The video also showed a statue celebrating the Hamas armed struggle against Israel and a replica of a military dog tag of an Israeli soldier killed during the last Gaza war.

Unity deal

Hamas’s opponents were quick to respond with a video clip with identical music and the same “Thank you, Hamas” message, but this time featuring images of buildings being destroyed by the Israeli army, clashes in the streets and statistics of war casualties.

In contrast to Hamas, the smaller and more extreme Islamic Jihad said it was boycotting the local elections, saying the poll was not an "appropriate way out of the Palestinian national impasse".

Instead, it urged Hamas to reconcile with Fatah, based on the still-born unity deal of April 2014, which proposed a technocratic government taking over administration of both Gaza and the West Bank.

Polls indicate there may be no clear winner on October 8th in the West Bank or Gaza in what is likely to be the last elections held under the rule of 81-year-old president Abbas. In the last municipal elections in 2004, in which both Hamas and Fatah participated, Fatah won 34 per cent and Hamas 30 per cent of the vote.

In the West Bank many still view the Palestinian Authority and the dominant Fatah faction as corrupt and too closely aligned with Israel, which still controls large areas of the West Bank where Jewish settlements continue to expand.

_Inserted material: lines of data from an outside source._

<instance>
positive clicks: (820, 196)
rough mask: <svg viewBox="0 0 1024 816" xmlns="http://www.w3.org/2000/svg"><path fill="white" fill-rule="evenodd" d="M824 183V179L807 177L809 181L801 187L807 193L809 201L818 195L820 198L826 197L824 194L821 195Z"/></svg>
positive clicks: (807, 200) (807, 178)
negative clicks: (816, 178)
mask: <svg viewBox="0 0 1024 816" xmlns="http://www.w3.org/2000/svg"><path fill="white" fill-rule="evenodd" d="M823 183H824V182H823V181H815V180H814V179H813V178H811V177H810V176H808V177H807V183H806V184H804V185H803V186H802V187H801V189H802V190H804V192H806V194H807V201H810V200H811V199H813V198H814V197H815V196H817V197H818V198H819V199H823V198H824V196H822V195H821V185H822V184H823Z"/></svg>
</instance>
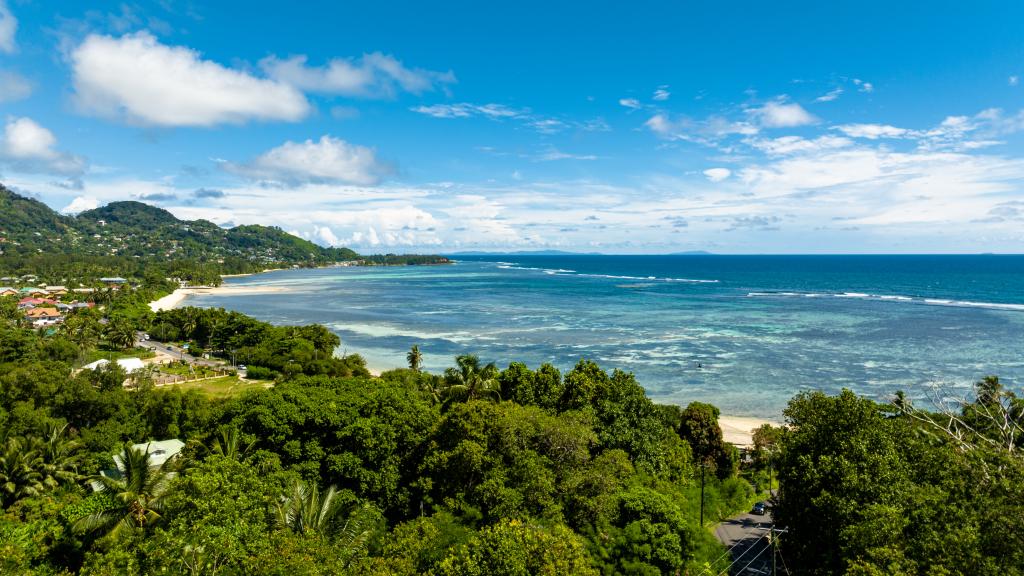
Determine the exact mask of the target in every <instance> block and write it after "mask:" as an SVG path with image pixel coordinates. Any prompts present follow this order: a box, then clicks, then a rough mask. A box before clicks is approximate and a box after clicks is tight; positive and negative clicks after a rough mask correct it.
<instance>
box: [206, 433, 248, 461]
mask: <svg viewBox="0 0 1024 576" xmlns="http://www.w3.org/2000/svg"><path fill="white" fill-rule="evenodd" d="M243 443H244V441H243V440H242V433H240V431H239V428H238V427H236V426H229V427H226V428H223V429H221V430H220V438H218V439H216V440H214V441H213V447H211V448H210V452H211V453H213V454H216V455H218V456H223V457H225V458H229V459H231V460H242V458H243V457H244V456H245V455H246V454H247V453H248V452H249V451H250V450H252V448H253V446H254V445H255V444H256V441H249V442H247V443H244V445H243Z"/></svg>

Fatah desperately needs a political victory of some kind to legitimise its continued grip on power.

Important milestone

Hamas fears that both the Palestinian Authority and Israel will arrest its activists in the West Bank in the run-up to the election, but Abbas is aware that such blatant interference may backfire and increase support for the Islamist group.

Both Hamas and Fatah are expected to run on joint lists with prominent independents and members of local extended-family clans, which still play a prominent part in Palestinian politics.

In Gaza, the vote is seen as an important milestone after a decade of Hamas rule. Some Fatah supporters may back a rival list led by former intelligence chief Mohammed Dahlan, the former Fatah leader in Gaza, who now lives in exile and is a bitter rival of Abbas.

The local elections are unlikely to radically alter the national Palestinian leadership nor break the diplomatic impasse with Israel, where no peace negotiations have taken place for two years.

However, Hamas views the vote as a way to gauge its current standing and future prospects ahead of long-awaited legislative and presidential elections. The poll will be an important indication of the state of Palestinian politics as we approach the potentially turbulent post-Abbas era.